7. What is the “Commerce Clause”?
Article I, Section 8, specifically grants to the Federal Government the right to “regulate commerce … among the several states…”
The Commerce Clause allows the Federal Government to regulate any activity that affects “interstate commerce”. It is the most commonly employed justification for the passage of federal laws affecting citizens and businesses within the US. In reality, almost any sort of business activity affects interstate commerce and thus falls under the regulatory authority of the Federal Government. The Federal Government does not, however, have the authority to regulate an activity that is carried out solely within a state’s borders and has no discernible effect on interstate commerce.

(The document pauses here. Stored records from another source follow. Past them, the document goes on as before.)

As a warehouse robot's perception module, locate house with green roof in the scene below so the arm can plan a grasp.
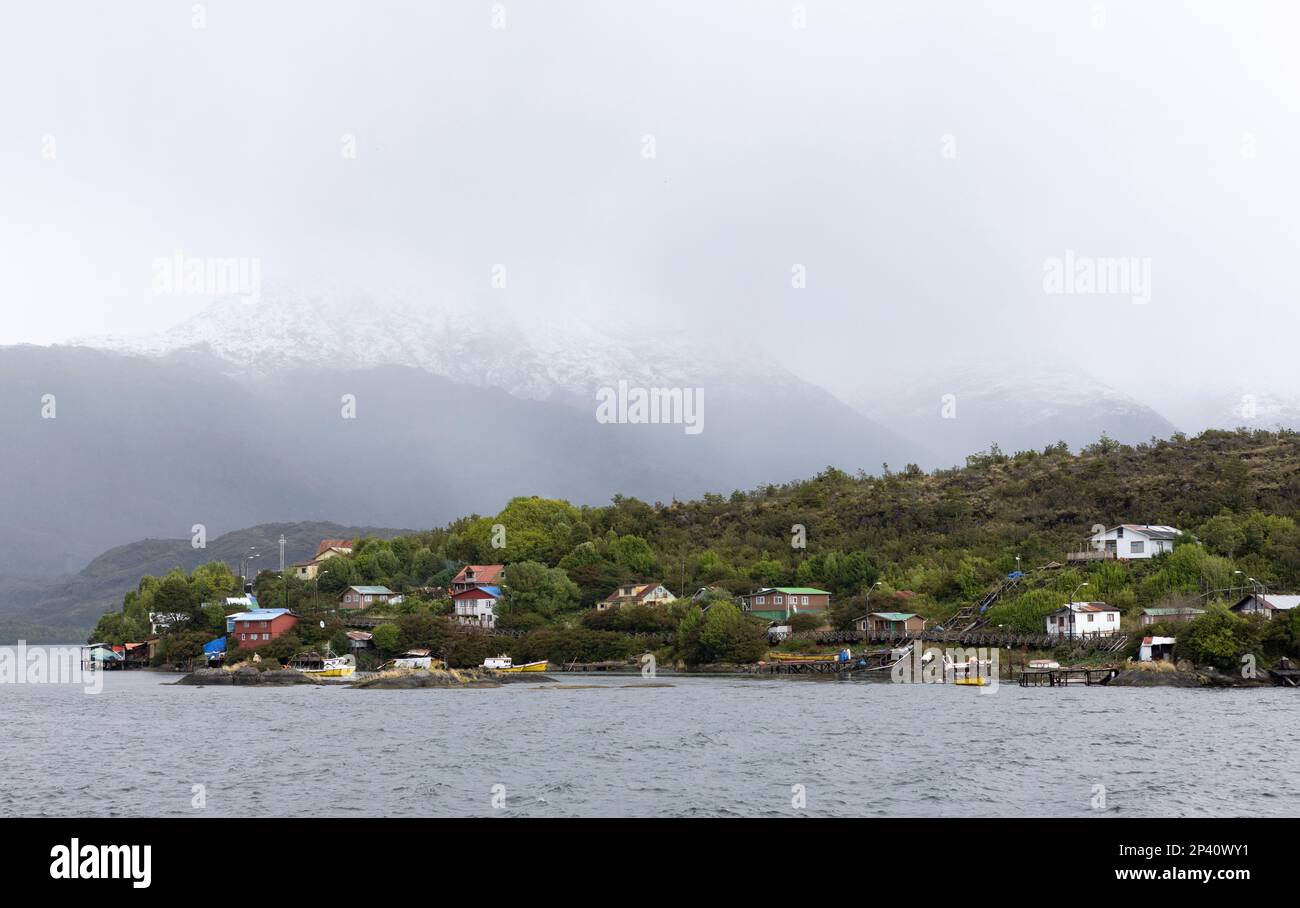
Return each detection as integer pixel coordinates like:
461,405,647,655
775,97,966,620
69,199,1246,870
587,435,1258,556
741,587,831,621
338,587,397,609
853,611,926,637
1138,606,1205,627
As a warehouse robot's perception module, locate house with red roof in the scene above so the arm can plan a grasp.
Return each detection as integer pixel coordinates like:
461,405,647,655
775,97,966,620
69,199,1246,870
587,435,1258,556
451,585,501,627
447,565,506,596
1048,602,1119,637
294,539,352,580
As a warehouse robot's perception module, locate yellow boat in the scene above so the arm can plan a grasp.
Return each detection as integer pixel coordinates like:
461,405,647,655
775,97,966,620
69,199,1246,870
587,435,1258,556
497,660,550,671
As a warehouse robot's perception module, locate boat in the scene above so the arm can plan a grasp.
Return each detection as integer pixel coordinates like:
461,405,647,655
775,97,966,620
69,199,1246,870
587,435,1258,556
482,654,550,671
770,653,839,662
289,648,356,678
498,660,550,671
384,649,447,671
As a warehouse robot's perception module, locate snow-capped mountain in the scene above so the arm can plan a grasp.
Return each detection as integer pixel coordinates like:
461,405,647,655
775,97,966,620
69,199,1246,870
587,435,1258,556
0,290,932,574
845,356,1177,463
78,277,805,406
1144,381,1300,433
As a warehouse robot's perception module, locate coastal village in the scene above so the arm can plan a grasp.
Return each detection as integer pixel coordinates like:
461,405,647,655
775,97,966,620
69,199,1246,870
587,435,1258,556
85,523,1300,687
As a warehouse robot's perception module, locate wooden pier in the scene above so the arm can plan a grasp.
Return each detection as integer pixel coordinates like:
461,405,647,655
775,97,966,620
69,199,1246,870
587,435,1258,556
1021,669,1119,687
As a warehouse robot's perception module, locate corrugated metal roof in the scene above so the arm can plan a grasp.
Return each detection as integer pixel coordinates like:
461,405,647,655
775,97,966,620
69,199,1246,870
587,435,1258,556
451,583,501,598
226,609,289,621
1053,602,1119,614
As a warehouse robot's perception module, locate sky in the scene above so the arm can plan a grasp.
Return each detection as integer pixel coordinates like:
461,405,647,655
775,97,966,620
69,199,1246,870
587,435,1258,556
0,0,1300,402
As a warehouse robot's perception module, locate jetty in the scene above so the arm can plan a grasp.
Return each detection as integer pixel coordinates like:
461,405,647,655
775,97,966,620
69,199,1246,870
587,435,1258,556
1269,656,1300,687
1021,669,1119,687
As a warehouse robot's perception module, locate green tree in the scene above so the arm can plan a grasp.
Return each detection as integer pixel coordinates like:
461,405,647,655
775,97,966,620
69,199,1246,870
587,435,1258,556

• Example: The Federal Government may prohibit discrimination by hotels and theaters that serve individuals crossing state lines. It would not, however, be able to prohibit an individual from raising plants for personal consumption on private land, when the seeds for those plants do not originate outside of the state and the plants produced will never be sold commercially or transferred outside of the state.
Unless an area of law is expressly reserved for federal regulation, states have the authority to pass laws based upon their police power. The state law cannot “intend to regulate” or “substantially conflict with” interstate commerce. The substantially conflict with provision is known as the “Dormant Commerce Clause”.
• Discussion: Can you think of any activities that are regulated under state law that would be outside of the regulatory authority of the Federal Government? Can you think of any historical cases where the Federal Government has passed a federal law that overturns state law? (Hint: Think about civil rights legislation and state laws discriminating against certain individuals.)
• Practice Question: Clarence owns land in Georgia. He plans on extracting a rare type of mineral from the land and selling it to baseball teams to rub on the baseball to reduce the bright glare of the ball when batting. The Federal Government passes a law that prohibits the sale of this type of product. Clarence is outraged that the Federal Government will not allow him to collect and sell mud from his own land. Does the Federal Government have authority to prohibit Clarence’s intended business? Explain.